Inflation is also easing back, falling to 6.7% in August, having reached a 41-year high of 11.1% last October, and with official figures on Wednesday expected to show another decline to 6.6%.
The latest data shows that total wages including bonuses jumped by 8.1% in the three months to August, although this was affected by NHS and civil service one-off payments.
Real total wages were 0.8% higher with CPI inflation taken into account.
The ONS added that public sector pay leaped 6.8% higher in the three months to August – one of the highest growth rates since records began in 2001 – although it continued to lag behind the private sector, at 8%.
But there was more mixed news on the wider employment sector, with provisional real-time figures estimating that UK workers on payrolls fell by 11,000 month-on-month to 30.1 million in September.
The ONS also revised down its estimate for the previous month, to a fall of 8,000 payroll workers in August compared with July against the 1,000 decrease initially reported.
Vacancies also dropped to 988,000 in the three months to September, down by 43,000 on the previous quarter and marking the 15th drop in a row.
Compared with a year earlier, vacancies were 256,000 lower between July and September.
The ONS has delayed the publication of the more comprehensive Labour Force Survey data – revealing the employment and unemployment rate for the three months to August – until October 24 due to concerns about the decline in the response rate for the survey.
The Unite trade union said the rise in real wages will be “small respite” for many.

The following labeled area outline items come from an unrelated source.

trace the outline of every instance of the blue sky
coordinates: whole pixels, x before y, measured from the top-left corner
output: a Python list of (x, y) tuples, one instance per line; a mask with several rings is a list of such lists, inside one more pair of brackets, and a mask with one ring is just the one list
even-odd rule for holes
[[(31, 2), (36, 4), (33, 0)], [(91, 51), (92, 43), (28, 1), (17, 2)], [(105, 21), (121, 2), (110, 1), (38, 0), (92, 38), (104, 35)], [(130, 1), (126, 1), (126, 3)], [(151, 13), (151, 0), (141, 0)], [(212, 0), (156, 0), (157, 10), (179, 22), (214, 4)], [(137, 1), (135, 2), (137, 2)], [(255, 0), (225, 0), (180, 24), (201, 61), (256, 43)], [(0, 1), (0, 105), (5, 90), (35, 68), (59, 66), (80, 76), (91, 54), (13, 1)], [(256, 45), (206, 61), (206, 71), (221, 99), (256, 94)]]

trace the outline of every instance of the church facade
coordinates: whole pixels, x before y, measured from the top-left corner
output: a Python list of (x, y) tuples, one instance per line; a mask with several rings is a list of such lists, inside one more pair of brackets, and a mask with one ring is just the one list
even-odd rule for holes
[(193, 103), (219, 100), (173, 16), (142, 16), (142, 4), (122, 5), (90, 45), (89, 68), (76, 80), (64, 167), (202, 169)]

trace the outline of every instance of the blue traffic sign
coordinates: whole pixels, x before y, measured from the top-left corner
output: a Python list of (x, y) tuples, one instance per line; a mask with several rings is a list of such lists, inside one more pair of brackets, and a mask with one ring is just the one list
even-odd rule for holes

Unite general secretary Sharon Graham said: “The real value of wages has been eroded over more than a decade.
“Data suggesting pay rises have finally caught up with corrosive inflation will give hard-working families some small respite from the damage that has been wrought on household incomes by years of economic incompetence and mismanagement.”
Samuel Tombs at Pantheon Macroeconomics said the slight easing in the pace of wage growth should enable interest rate-setters at the Bank of England to hold off from further rises.
“Signs that wage growth is losing momentum should persuade the MPC to keep Bank Rate at 5.25% again next month,” he said.
He added the Bank is likely to hold rates at 5.25% until next spring “and then to reduce it to about 4.5% by the end of 2024”.